Notre rôle est d’intégrer d’emblée les tendances sociétales dans nos processus d’innovation. Aujourd’hui, nous mettons donc l’accent sur l’amélioration de la modularité pour les logements. A l’instar des camping-cars, on a besoin d’espaces facilement reconfigurables et flexibles, à travers notamment des cloisons amovibles ou des meubles facilement dissimulables, afin de créer des fonctionnalités spécifiques pour le confort d’usage de jour et de nuit. Et nous travaillons aussi sur le concept novateur de bâtiment hybride à économie positive (BHEP).

En quoi ce type de bâtiment répond-il aux problématiques soulevées par la crise sanitaire ?

 

Le BHEP permet, en premier lieu, d’intensifier l’usage d’un bâtiment.
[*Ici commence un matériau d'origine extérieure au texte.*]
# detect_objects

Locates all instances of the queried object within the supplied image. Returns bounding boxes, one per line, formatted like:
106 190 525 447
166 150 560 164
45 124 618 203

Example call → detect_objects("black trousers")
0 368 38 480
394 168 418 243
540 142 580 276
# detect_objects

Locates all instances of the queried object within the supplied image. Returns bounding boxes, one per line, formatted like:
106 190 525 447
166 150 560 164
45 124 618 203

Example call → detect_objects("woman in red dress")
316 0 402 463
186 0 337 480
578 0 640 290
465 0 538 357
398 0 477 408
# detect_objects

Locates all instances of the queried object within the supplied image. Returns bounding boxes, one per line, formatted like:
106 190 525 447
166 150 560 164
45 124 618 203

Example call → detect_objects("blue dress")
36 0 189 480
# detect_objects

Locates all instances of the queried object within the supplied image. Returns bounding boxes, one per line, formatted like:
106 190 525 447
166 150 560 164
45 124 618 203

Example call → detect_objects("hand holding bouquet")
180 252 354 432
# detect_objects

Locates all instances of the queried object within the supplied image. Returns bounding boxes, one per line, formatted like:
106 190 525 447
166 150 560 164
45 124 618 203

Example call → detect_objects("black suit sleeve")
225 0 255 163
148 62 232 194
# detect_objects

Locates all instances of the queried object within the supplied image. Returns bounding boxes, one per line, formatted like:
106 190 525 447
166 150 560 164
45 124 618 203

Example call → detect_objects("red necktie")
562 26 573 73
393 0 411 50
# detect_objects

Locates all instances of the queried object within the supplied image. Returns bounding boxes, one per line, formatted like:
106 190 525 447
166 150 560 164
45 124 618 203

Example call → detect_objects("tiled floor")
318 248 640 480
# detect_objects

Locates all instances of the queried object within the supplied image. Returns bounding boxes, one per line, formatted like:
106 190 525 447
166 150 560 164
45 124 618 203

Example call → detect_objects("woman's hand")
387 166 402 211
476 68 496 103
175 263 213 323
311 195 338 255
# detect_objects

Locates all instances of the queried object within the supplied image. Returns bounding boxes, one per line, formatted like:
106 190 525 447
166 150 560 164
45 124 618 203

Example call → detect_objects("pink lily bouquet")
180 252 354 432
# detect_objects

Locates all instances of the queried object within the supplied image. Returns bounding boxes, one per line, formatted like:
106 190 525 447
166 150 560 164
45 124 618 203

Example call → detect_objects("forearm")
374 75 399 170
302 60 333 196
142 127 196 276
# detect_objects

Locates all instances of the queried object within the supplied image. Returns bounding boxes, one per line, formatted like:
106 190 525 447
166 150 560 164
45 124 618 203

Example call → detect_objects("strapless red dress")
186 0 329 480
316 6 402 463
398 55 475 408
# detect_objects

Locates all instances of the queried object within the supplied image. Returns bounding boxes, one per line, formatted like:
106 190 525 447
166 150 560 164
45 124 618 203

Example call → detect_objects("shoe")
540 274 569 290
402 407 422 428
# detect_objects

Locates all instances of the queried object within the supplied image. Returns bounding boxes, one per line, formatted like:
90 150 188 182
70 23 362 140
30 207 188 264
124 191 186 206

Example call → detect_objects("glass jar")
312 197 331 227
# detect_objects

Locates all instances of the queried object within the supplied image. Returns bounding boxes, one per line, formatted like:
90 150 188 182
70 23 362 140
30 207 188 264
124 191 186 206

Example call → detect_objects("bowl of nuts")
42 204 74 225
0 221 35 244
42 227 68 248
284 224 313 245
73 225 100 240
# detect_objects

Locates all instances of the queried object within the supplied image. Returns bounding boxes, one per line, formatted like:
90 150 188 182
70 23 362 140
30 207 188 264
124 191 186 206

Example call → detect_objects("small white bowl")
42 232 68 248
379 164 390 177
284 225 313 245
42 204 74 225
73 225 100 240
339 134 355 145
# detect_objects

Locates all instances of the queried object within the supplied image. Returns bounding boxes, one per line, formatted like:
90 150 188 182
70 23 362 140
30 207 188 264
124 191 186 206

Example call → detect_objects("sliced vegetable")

Rappelons qu’en temps normal, les bâtiments tertiaires publics et privés ne sont utilisés qu’entre 20 % et 25 % du temps. La crise du Covid, et l’augmentation du télétravail qui en découle, amplifie encore la désertification des bureaux et en révèle leur surdimensionnement. Le BHEP, en partageant mieux les espaces entre plusieurs types d’utilisateurs suivant les différents moments de la journée, permet d’augmenter sa durée d’utilisation globale.

Comment ? En lui attribuant plusieurs vies en même temps. Exemples : restaurant, auditorium, rooftop, salles de réunion, salle de gym… Utilisés en journée par les collaborateurs de l’entreprise, ils peuvent être proposés à la location en soirée à des utilisateurs extérieurs. Le parking, couplé ou pas à un centre de coworking, peut se transformer en un hub d’électromobilité local ouvert aux personnes dans le voisinage.

Cette intensification d’usage pose évidemment des questions de sécurité d’accès, de porosité entre les espaces de l’ouvrage, mais les outils numériques permettent de trouver des solutions efficaces.

En quoi le BHEP s’avère-t-il encore en phase avec les besoins de l’époque ?

 

En prévision des canicules qui seront de plus en plus fréquentes du fait des dérèglements climatiques, il est impératif d’opter pour une conception bioclimatique des bâtiments, afin d’offrir un confort d’été minimum sans recours systématique à la climatisation. C’est le retour du bon sens : positionner correctement les surfaces vitrées, développer une ventilation naturelle ou végétaliser la toiture vont devenir des figures imposées des cahiers des charges.

Autre avantage : le BHEP autoconsomme sa propre énergie produite in situ – ce que nous proposons déjà depuis dix ans avec les Bepos, les bâtiments à énergie positive – mais, et c’est une nouveauté, il va pouvoir également revendre une partie de cette production de flux à ses voisins et ainsi générer des recettes d’exploitation. De plus, à l’instar des briques de Lego, les BHEP sont conçus avec des éléments de construction modulaires dont certains sont biosourcés et qui peuvent donc être réutilisables plusieurs fois. Il faudra encore un peu de temps pour déployer ce type de concept car le secteur du bâtiment demeure très conservateur, mais généralement on ne résiste pas longtemps à une idée dont l’heure est arrivée.

C’est-à-dire ?

 

Comme nous l’expliquons dans notre livre sur l’entreprise contributive, si nous voulons sauver le climat en même temps que l’économie, nous avons besoin de promouvoir des solutions à la fois viables du point de vue économique et écologique. Tout le reste est illusion.

Quels seraient les autres attributs des bâtisseurs de ville « contributifs » ?

 

D’abord, adopter un modèle permacirculaire, c’est-à-dire qui prenne en compte le vivant dans le fonctionnement de ses écosystèmes et dans la conception des solutions de mobilité et d’habitabilité. Par ailleurs, les décideurs doivent arrêter de ne mesurer la valeur d’une entreprise que sur sa seule capacité à préserver son capital financier. Autrement dit, finissons-en avec l’approche cornucopienne qui consiste à considérer que les ressources naturelles étant gratuites, elles sont sans limite, ce qui est totalement faux. illusion.

Il est urgent de mettre en place des outils de comptabilité publique qui permettront de mesurer la préservation du capital naturel tant à l’échelle d’un territoire que d’une entreprise. Arrêtons de nous mentir à nous-mêmes, la sobriété d’usage n’est pas une option. A nous de la rendre désirable, et c’est possible en rendant nos villes silencieuses, vertes, inclusives, productives de leurs propres ressources – résilientes – et véritablement servicielles.